Ellen Noble graduated in 2013 from Macalester College with a B.A. in Political Science and Philosophy, and is currently pursuing an M.A. in International Security at the Georgetown University School of Foreign Service. She has interned at Human Rights Watch, The Constitution Project, and The Nonprofit Roundtable. She debated for four years at Walt Whitman High School in Maryland, where she qualified twice to the TOC and won the 2008 NCFL tournament. She has worked as an assistant coach at Apple Valley High School. She attended VBI as a student in 2007 and 2008, and returned as an instructor in 2009, 2010, 2011, and 2013.
What was it like being a Public Policy Intern at the Constitution Project? Did any skills you learned from debate carry over?
Interning at the Constitution Project was an amazing experience. It’s a non-profit think tank that builds consensus on pressing legal and policy questions with a focus on criminal justice and civil liberties. I had the opportunity to work on a range of different projects, including efforts to strengthen privacy protections in U.S. cyber security legislation. It was particularly exciting to see the challenges of the legislative process first-hand.
Of course, general research and writing skills that I developed in debate were useful. But I think the skill of crystallization, which is often overlooked in the classroom, was particularly helpful. The ability to quickly synthesize a lot of arguments is necessary to write on complex issues in an organized manner and to build consensus among people with different political interests.
You’re studying International Security at Georgetown’s Security Studies Program. What shaped your interest in that field? Did the debate topics your senior year have anything to do with that?
Debate definitely contributed to my interest in international security. I remember as a very young debater, Tanya Choudhury showed me her favorite card by Samantha Power, so I decided it was my favorite card too. I always enjoyed debating IR topics the most, particularly the ICC and nuclear weapons topics from my junior and senior year.
You’re a research assistant at Georgetown- what research project are you currently working on?
I’m currently doing research for my professor’s upcoming book on oversight and accountability in the intelligence sector. This is a pretty hot issue right now, so the work has been really interesting. I’m also doing research for another professor to help him build a curriculum on covert action.
Tell us about your work with Human Rights Watch! What do you do?
At Human Rights Watch, I work on issues related to the Internet and human rights. For example, HRW just published a report about the electronic surveillance of human rights activists and opposition groups in Ethiopia. HRW is also involved in efforts to re-evaluate U.S. intelligence-gathering programs. My work consists mostly of research and writing, as well as attending hearings.

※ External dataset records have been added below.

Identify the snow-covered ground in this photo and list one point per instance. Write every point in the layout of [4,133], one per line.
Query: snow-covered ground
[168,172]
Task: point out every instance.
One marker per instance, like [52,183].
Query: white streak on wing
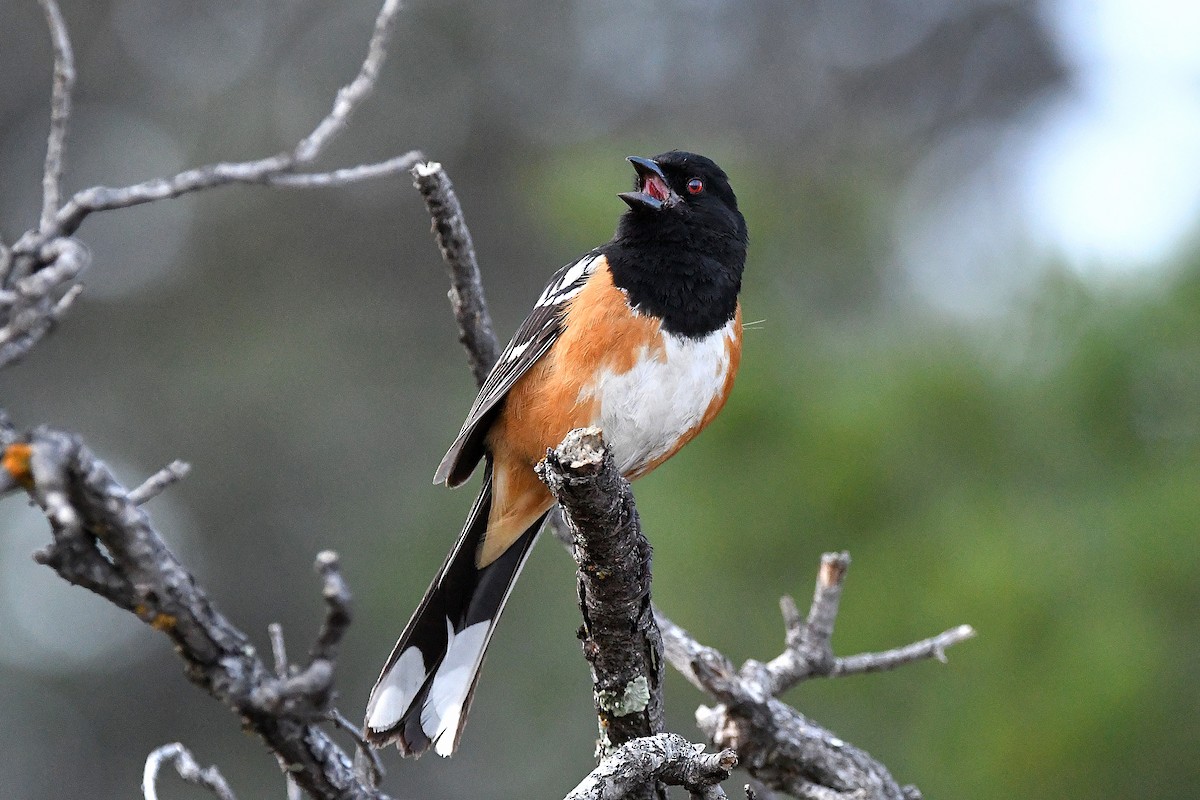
[646,410]
[515,353]
[451,684]
[396,690]
[555,293]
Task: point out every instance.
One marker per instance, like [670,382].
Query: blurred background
[976,263]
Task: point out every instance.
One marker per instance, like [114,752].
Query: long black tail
[425,690]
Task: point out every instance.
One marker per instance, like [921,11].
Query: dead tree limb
[105,542]
[37,272]
[621,639]
[208,777]
[664,758]
[775,743]
[459,253]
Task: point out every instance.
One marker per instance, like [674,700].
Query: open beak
[653,192]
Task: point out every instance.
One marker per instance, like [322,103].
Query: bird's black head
[678,191]
[681,247]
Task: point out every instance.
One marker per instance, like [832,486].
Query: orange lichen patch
[16,463]
[832,572]
[733,355]
[163,621]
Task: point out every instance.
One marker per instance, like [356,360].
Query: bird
[640,337]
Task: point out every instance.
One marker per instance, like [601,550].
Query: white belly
[646,410]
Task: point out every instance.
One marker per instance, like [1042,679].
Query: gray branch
[459,253]
[809,651]
[37,272]
[189,770]
[777,744]
[106,542]
[60,110]
[664,758]
[621,639]
[157,483]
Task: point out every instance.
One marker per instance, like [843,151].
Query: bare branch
[775,743]
[621,639]
[60,110]
[931,648]
[665,758]
[349,174]
[185,764]
[459,253]
[275,170]
[29,310]
[809,651]
[157,483]
[354,92]
[137,571]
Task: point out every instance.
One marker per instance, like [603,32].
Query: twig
[185,764]
[809,651]
[666,758]
[459,253]
[349,174]
[137,571]
[354,92]
[777,744]
[60,110]
[28,312]
[365,752]
[274,170]
[619,637]
[157,483]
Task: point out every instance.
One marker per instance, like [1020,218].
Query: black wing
[533,338]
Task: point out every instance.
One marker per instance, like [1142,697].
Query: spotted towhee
[641,337]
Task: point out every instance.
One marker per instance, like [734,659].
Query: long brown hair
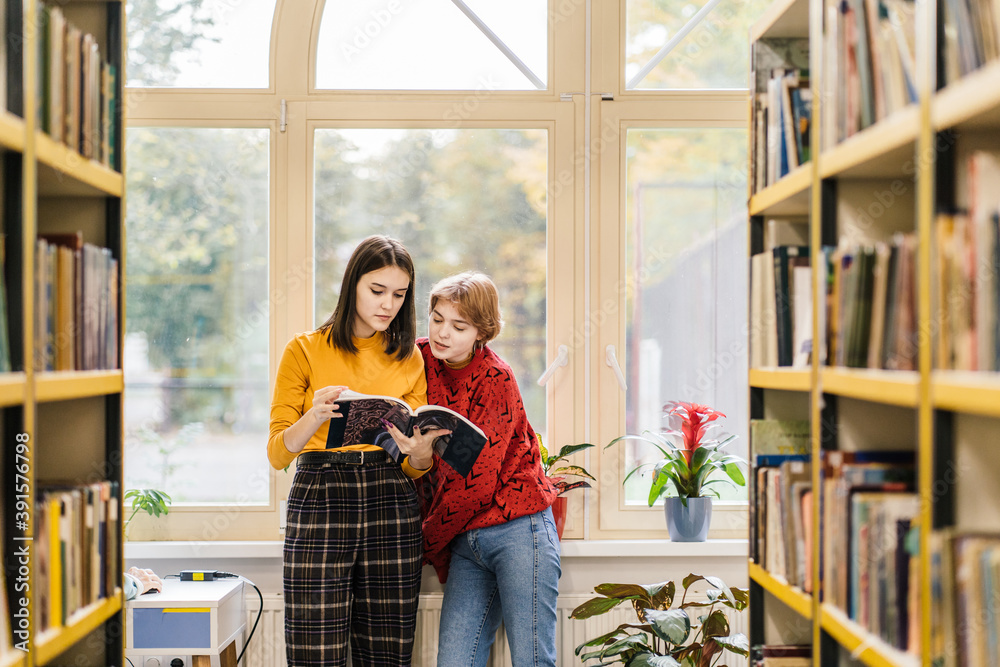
[374,253]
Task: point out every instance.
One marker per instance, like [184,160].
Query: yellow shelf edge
[972,96]
[66,385]
[797,182]
[793,597]
[886,136]
[51,644]
[966,392]
[11,131]
[782,17]
[15,658]
[886,387]
[12,389]
[72,164]
[788,379]
[863,645]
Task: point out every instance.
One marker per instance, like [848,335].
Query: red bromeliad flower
[694,420]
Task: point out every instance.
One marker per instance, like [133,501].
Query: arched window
[464,128]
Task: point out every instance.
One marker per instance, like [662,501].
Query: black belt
[357,457]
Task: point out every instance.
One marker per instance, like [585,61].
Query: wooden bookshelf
[879,151]
[12,389]
[64,172]
[784,18]
[85,439]
[792,596]
[971,103]
[863,645]
[789,196]
[68,385]
[14,659]
[877,386]
[787,379]
[966,392]
[11,132]
[53,643]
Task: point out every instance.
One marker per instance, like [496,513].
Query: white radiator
[267,648]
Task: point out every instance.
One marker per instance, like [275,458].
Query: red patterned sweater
[506,481]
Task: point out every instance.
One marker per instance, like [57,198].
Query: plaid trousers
[352,565]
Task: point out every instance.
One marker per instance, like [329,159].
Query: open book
[362,423]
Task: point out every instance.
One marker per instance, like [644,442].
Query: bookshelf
[897,204]
[62,429]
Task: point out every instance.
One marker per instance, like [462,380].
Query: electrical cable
[260,611]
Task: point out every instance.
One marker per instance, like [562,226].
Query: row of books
[868,59]
[966,269]
[781,497]
[971,36]
[781,655]
[869,514]
[782,118]
[782,494]
[965,587]
[781,307]
[76,304]
[870,316]
[77,531]
[78,88]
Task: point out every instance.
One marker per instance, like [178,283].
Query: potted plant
[666,636]
[152,501]
[558,476]
[692,447]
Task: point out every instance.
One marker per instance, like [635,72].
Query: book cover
[363,423]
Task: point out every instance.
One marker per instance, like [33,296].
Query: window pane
[714,54]
[196,338]
[431,45]
[459,200]
[198,44]
[687,297]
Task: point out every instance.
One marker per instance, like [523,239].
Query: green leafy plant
[692,451]
[151,501]
[558,475]
[666,636]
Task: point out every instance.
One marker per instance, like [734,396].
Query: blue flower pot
[688,524]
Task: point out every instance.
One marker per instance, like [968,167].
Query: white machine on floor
[187,624]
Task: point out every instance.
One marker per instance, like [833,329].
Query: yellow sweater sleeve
[291,387]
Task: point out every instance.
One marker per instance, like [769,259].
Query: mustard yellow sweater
[309,363]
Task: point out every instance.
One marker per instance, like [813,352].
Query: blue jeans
[510,572]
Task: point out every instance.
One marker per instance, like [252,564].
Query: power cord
[260,610]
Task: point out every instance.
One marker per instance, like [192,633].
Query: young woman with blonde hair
[489,535]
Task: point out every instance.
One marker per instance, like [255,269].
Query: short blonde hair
[476,298]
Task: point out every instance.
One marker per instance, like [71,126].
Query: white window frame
[577,413]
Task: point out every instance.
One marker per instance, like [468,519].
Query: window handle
[612,360]
[562,358]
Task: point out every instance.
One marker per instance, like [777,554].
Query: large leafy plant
[558,474]
[691,445]
[692,634]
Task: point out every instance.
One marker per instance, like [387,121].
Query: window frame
[292,108]
[615,519]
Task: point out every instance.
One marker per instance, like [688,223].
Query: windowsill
[570,549]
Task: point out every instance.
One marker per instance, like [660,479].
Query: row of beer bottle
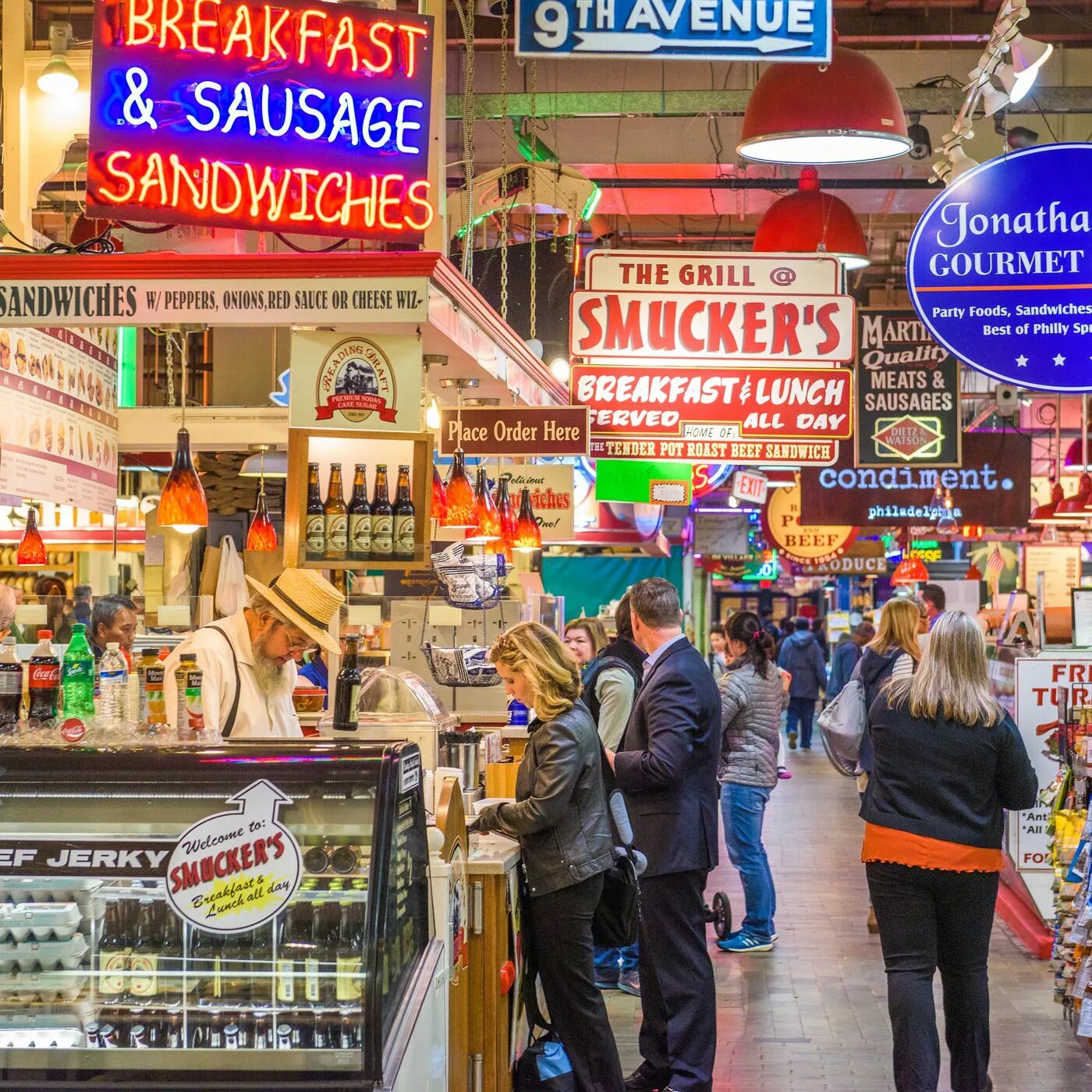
[317,961]
[360,531]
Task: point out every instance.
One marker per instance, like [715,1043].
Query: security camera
[1007,399]
[917,133]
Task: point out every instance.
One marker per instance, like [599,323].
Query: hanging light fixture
[909,570]
[32,549]
[529,537]
[846,112]
[505,512]
[262,534]
[811,222]
[488,521]
[183,504]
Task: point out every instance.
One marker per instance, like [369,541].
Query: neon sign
[292,117]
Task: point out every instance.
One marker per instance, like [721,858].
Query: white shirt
[259,717]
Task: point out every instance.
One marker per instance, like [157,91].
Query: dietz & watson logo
[356,379]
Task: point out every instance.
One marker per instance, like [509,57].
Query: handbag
[543,1066]
[615,922]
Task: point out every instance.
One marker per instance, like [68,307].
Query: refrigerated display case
[250,916]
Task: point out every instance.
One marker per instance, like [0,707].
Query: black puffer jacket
[560,810]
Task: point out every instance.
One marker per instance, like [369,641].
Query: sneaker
[745,945]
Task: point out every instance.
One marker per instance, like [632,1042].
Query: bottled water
[112,688]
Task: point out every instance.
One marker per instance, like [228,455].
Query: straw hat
[306,598]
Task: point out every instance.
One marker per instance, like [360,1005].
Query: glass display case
[254,915]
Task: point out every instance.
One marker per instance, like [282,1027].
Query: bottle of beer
[314,527]
[347,695]
[360,518]
[382,519]
[336,518]
[349,958]
[112,956]
[144,984]
[406,519]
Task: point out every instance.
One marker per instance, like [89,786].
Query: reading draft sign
[999,268]
[297,117]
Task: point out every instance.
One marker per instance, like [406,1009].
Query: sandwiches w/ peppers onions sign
[778,318]
[908,393]
[292,117]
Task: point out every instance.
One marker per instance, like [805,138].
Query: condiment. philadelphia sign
[999,268]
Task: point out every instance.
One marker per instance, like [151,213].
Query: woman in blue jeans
[751,700]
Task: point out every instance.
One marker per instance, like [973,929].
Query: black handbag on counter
[616,917]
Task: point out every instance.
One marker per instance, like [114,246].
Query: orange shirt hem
[915,851]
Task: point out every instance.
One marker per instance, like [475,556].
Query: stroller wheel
[722,915]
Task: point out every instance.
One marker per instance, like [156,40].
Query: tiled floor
[813,1015]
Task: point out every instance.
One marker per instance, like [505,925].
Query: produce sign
[999,268]
[908,393]
[732,414]
[696,30]
[993,488]
[808,544]
[234,870]
[297,117]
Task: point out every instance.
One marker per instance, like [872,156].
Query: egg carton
[43,986]
[45,955]
[41,920]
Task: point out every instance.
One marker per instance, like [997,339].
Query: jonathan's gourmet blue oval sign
[1001,268]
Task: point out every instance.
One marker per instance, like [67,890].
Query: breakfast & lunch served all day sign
[702,357]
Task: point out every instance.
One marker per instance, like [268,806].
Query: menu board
[59,426]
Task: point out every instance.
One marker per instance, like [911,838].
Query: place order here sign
[714,357]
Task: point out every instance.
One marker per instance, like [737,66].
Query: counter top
[491,854]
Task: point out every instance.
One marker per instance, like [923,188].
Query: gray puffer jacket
[560,810]
[750,718]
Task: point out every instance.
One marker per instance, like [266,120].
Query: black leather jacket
[560,810]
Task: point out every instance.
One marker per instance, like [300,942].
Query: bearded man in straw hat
[248,658]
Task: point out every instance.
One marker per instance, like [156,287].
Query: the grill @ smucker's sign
[732,414]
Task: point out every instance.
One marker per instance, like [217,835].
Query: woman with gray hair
[948,760]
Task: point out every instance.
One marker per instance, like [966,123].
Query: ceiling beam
[733,103]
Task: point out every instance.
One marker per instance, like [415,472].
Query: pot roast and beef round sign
[234,870]
[999,268]
[807,544]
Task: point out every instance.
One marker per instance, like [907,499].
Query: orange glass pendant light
[262,534]
[183,504]
[488,522]
[505,512]
[32,549]
[527,535]
[462,504]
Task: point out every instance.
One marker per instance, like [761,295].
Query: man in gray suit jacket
[666,767]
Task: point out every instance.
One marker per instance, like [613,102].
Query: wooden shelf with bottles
[308,445]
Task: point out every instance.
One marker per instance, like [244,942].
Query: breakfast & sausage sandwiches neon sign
[292,117]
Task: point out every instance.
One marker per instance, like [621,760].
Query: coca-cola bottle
[44,679]
[11,686]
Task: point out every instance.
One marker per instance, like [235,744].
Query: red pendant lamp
[529,537]
[846,112]
[462,505]
[32,549]
[488,520]
[811,222]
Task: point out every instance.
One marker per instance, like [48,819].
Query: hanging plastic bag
[232,594]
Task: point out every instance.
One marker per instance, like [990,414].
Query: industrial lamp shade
[846,112]
[32,549]
[909,570]
[811,222]
[183,504]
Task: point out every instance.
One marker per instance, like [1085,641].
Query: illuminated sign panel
[295,117]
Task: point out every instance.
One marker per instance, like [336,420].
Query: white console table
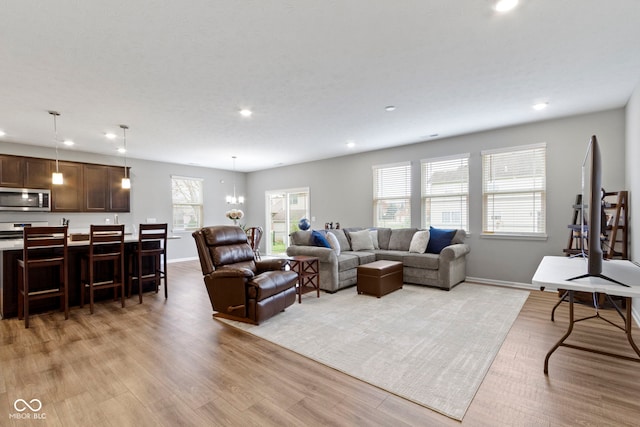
[554,273]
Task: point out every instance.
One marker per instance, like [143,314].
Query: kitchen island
[11,251]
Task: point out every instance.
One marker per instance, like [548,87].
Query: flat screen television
[594,219]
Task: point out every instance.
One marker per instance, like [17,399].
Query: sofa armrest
[452,252]
[323,254]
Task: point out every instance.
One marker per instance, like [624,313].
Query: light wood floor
[169,363]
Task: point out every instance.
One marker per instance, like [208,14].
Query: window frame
[463,194]
[393,195]
[198,205]
[537,191]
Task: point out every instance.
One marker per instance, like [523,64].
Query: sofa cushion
[333,242]
[400,239]
[389,255]
[419,242]
[363,257]
[439,239]
[384,234]
[426,261]
[361,240]
[374,239]
[342,239]
[347,261]
[459,237]
[301,238]
[318,239]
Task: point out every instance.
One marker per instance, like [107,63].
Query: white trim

It’s exciting to work with so many passionate people and to work in an office that’s in constant communication with offices around the world.
What would you like to be doing five years from now?
Well I’m starting law school at Georgetown in the fall as part of a joint degree, so in five years I’ll hopefully be finally done with school. I hope to be practicing law, preferably related to national security, human rights or civil liberties. Right now I’m interested in public interest work, but that could change. I have a lot of different interests and just don’t know where they’ll lead me career-wise. I do know I would like to have a dog in five years. I’d also like to learn how to cook and play tennis.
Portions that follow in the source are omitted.